I started working at Free Wheeler right out of high school, sometime during the first week of July of 1978. It was just a dinky little place in the corner of an old car dealership, the rest of the building was still occupied by a car parts store. The three guys that started it had all been M.P.s in Germany during the Vietnam war, and had come out to Salt Lake together to start a rock band.
One night, when they had been partying pretty hardily, they wanted to get something to eat, and realized that there was no place in the valley that would actually deliver food to your home. When living in Chicago, two of them had worked for what is now a national pizza delivery chain, and decided Salt Lake could use a good pizza delivery place of it’s own. So the day after Thanksgiving 1977 they opened the doors, and 7 months later I walked through the door looking for a job. By this time one of the original owners had left, and another friend of theirs had bought his way into the business with a couple hundred dollars, a ‘72 Chevy Vega and ‘68 VW Bug that we used for delivery cars. The Bug had a big hole in the floorboard right by the driver’s left foot and no reverse gear, and the Vega had a bad clutch. Add to that the ‘72 Super Beetle with a front end that wobbled every time you went over a bump, and you get one hell of a nice delivery fleet. But we made it work.
The best part about Free Wheeler was (and still is) that is wasn’t just a workplace. Mike, Mitch and Al, the three owners, created an atmosphere where the crews became close friends. We worked together, we partied together, we vacationed together. Every Thanksgiving the store closed down and pretty much the entire crew would get together celebrate the store’s anniversary. At the original store we would close down to play intramural football up at the University of Utah (our team name was "the “Twisted Brains”.) and we even closed down for an entire week so the whole crew could go down to Lake Powell.

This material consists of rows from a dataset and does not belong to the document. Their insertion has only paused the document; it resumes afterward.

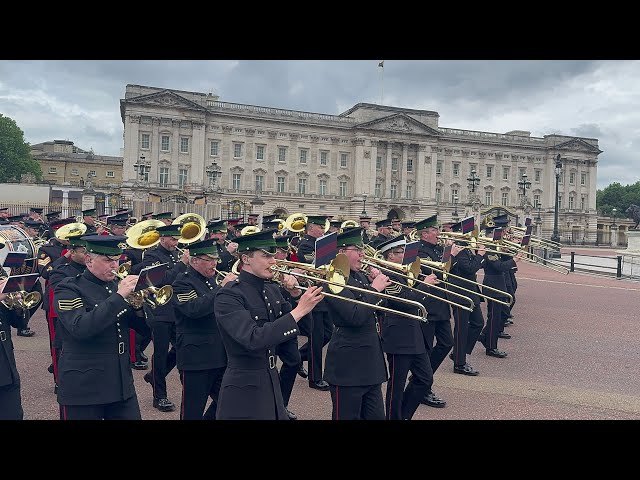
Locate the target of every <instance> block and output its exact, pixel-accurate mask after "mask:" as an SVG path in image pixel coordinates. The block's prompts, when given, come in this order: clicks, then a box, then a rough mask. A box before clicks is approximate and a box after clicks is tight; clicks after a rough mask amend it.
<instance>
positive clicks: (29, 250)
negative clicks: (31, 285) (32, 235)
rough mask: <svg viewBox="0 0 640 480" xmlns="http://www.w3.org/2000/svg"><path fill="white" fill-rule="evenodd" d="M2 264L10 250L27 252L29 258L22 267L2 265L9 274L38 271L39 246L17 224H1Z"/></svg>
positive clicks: (22, 274)
mask: <svg viewBox="0 0 640 480" xmlns="http://www.w3.org/2000/svg"><path fill="white" fill-rule="evenodd" d="M3 244H4V245H3ZM0 246H2V248H1V249H0V265H4V261H5V259H6V258H7V254H8V253H9V252H26V253H27V258H26V260H25V262H24V264H23V265H22V266H21V267H17V268H15V267H14V268H9V267H2V268H3V269H4V271H5V272H6V274H7V275H27V274H29V273H38V259H37V258H36V253H37V248H36V247H35V245H34V243H33V241H32V240H31V238H30V237H29V235H27V233H26V232H25V231H24V230H22V229H21V228H20V227H16V226H15V225H0Z"/></svg>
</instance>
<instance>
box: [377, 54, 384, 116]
mask: <svg viewBox="0 0 640 480" xmlns="http://www.w3.org/2000/svg"><path fill="white" fill-rule="evenodd" d="M378 67H380V105H384V60H382V61H381V62H380V63H379V64H378Z"/></svg>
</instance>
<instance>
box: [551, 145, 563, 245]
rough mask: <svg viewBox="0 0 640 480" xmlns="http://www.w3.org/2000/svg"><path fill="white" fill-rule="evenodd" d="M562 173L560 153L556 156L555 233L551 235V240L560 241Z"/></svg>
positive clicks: (555, 170)
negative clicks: (560, 207) (558, 205)
mask: <svg viewBox="0 0 640 480" xmlns="http://www.w3.org/2000/svg"><path fill="white" fill-rule="evenodd" d="M561 173H562V159H561V158H560V154H558V155H557V156H556V168H555V174H556V204H555V211H554V215H553V234H552V235H551V241H553V242H560V234H559V233H558V201H559V198H560V192H559V191H558V188H559V187H558V184H559V182H560V174H561Z"/></svg>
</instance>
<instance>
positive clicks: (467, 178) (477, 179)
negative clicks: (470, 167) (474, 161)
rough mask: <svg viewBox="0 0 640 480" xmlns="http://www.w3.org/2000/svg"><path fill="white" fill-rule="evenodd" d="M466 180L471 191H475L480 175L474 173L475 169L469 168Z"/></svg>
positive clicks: (476, 186)
mask: <svg viewBox="0 0 640 480" xmlns="http://www.w3.org/2000/svg"><path fill="white" fill-rule="evenodd" d="M467 182H469V189H470V190H471V193H476V187H477V186H478V185H480V177H478V176H477V175H476V171H475V169H473V170H471V176H470V177H469V178H467Z"/></svg>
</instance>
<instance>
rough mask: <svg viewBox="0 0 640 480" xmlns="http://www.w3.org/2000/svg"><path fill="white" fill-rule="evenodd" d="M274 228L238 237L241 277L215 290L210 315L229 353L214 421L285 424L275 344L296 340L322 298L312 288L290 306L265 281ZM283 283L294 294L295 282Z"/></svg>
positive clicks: (317, 287)
mask: <svg viewBox="0 0 640 480" xmlns="http://www.w3.org/2000/svg"><path fill="white" fill-rule="evenodd" d="M273 233H274V230H262V231H260V232H258V233H255V234H252V235H246V236H242V237H238V238H237V239H236V242H237V243H238V255H239V258H240V262H241V264H242V270H241V271H240V276H239V277H238V278H237V279H236V280H235V281H234V282H230V283H229V284H227V285H226V286H225V287H224V288H221V289H219V290H218V293H217V295H216V298H215V305H214V311H215V316H216V320H217V322H218V328H219V329H220V334H221V336H222V341H223V343H224V346H225V350H226V352H227V369H226V371H225V373H224V376H223V378H222V386H221V389H220V398H219V400H218V410H217V418H218V419H261V420H288V419H289V416H288V415H287V411H286V409H285V406H284V402H283V399H282V390H281V387H280V379H279V375H278V371H277V369H276V356H275V355H276V352H275V350H276V346H277V345H279V344H280V343H283V342H286V341H287V340H289V339H291V338H296V337H297V336H298V333H299V332H298V325H297V322H298V321H300V319H301V318H303V317H304V316H305V315H306V314H308V313H309V312H310V311H311V310H312V309H313V308H314V307H315V306H316V305H317V304H318V302H320V301H321V300H322V298H323V295H322V289H321V288H320V287H310V288H309V289H308V290H307V291H306V292H304V294H302V295H301V296H300V298H299V299H298V305H297V306H296V307H295V308H293V309H292V308H291V304H289V303H288V302H286V301H285V299H284V298H283V296H282V294H281V293H280V289H279V288H278V287H277V286H276V285H274V284H272V283H271V282H269V281H268V280H271V279H272V278H273V270H272V269H271V267H272V266H274V265H275V264H276V260H275V259H274V258H273V257H274V254H275V251H276V244H275V240H274V238H273ZM282 282H283V283H284V284H285V285H286V286H287V287H288V289H289V290H290V291H291V293H292V295H293V296H298V295H300V293H301V292H300V290H299V289H296V288H295V287H296V286H297V281H296V280H295V279H294V278H292V276H290V275H284V276H283V280H282Z"/></svg>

When I was manager of the West Valley store it was a very small crew, and we became so close that we wouldn’t even knock when going over to each other houses, especially at the house of my assistant manager, who was pretty much the matriarch of the store. We had a habit of playing practical jokes on each other, and would always try to extract some sort of good natured revenge whenever the prank fell on us.
So, this is the prelude to future posts about the practical jokes we played on each other, and other ones I was involved with that have nothing to do with Free Wheeler.